The Complaint begins:

This is a class action on behalf of purchasers of FitMiss Fat-Burning supplements that are purportedly designed for "all women who are striving to become a more fit and healthy FitMiss." Defendant markets the products as a method of "Rapid Weight Loss - Visible Changes in Less Than 2 Weeks" as well as a way to "reduce[] body fat," to "boost" and "promote" metabolism, "to burn [] fat," and to "turn your body into a fat burning machine." To bestow FitMiss fat burning products with an aura of legitimacy, Defendant also represents that the products contain "clinically tested ingredients." Each of these representations is false and misleading.



The products are not, in fact, effective for fat burning or weight control. Indeed, as explained by the National Institutes of Health: "There are no foods that can burn fat."
(Docket No. 54, ¶¶ 1-2 (footnotes omitted).) Plaintiff further alleges that she purchased the product after reading and relying on the labeling, but "did not experience any weight loss or fat burning effects, and certainly did not experience 'rapid weight loss' with 'visible changes in less than 2 weeks.'" (id. ¶ 4.) The Amended Complaint goes on to allege social and legal environments leading to a "dramatic increase" in weight-loss advertising and in the market for dietary supplements (id. ¶¶ 10-12); to describe Defendant's product labels in detail (id. ¶¶ 13-15); and to allege that balancing caloric intake and output is "the only means to promote weight loss" (id. ¶¶ 16-17).

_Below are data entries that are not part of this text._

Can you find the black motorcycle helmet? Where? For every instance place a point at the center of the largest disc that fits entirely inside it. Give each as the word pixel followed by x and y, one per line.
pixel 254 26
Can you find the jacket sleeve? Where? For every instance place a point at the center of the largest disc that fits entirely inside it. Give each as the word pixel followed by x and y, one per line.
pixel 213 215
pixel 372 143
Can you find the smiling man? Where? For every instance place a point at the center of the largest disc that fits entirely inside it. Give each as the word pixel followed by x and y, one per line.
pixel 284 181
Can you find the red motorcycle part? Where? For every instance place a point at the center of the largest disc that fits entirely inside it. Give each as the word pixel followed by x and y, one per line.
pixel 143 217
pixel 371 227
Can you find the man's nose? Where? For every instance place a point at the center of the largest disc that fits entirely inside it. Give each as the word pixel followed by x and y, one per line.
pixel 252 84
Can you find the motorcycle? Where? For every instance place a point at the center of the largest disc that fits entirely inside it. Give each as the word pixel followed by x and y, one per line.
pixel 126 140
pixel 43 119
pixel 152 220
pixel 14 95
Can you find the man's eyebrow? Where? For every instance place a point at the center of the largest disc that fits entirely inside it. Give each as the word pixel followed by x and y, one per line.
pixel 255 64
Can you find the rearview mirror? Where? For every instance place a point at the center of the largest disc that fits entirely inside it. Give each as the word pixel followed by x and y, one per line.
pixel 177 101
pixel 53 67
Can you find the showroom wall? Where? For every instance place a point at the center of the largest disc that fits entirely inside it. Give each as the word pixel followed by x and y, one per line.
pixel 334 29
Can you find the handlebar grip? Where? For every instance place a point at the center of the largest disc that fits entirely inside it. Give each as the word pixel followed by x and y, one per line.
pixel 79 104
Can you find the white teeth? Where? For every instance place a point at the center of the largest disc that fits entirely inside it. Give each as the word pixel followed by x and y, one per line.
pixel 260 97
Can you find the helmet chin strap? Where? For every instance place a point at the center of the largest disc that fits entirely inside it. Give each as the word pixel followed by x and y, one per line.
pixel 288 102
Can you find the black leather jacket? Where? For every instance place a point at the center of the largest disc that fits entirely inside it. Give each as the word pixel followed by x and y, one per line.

Finally, the Complaint alleges that the specific ingredients in Defendant's product do not burn fat:

Defendant represents on the FitMiss Burn product label and on its website that the purportedly "key ingredients" that provide a "Fat Metabolizer" effect and "All Day Energy-NO CRASH" are green tea extract and Caffeine. But the FDA has determined that "there are inadequate data to establish the general recognition of the safety and effectiveness" of caffeine for the specified use of weight control. Likewise, a 2012 Cochrane Systematic Review of 13 randomized controlled trials, of at least 12 weeks duration, concluded that green tea preparations (catechins and caffeine) had no statistically significant effect on weight loss or the maintenance of weight loss. As such, the systematic review demonstrates that Defendant's representations about FitMiss Burn are false and misleading because it does not cause "Rapid-Weight Loss - Visible Changes in Less Than 2 Weeks" or provide any fat loss or fat burning benefits.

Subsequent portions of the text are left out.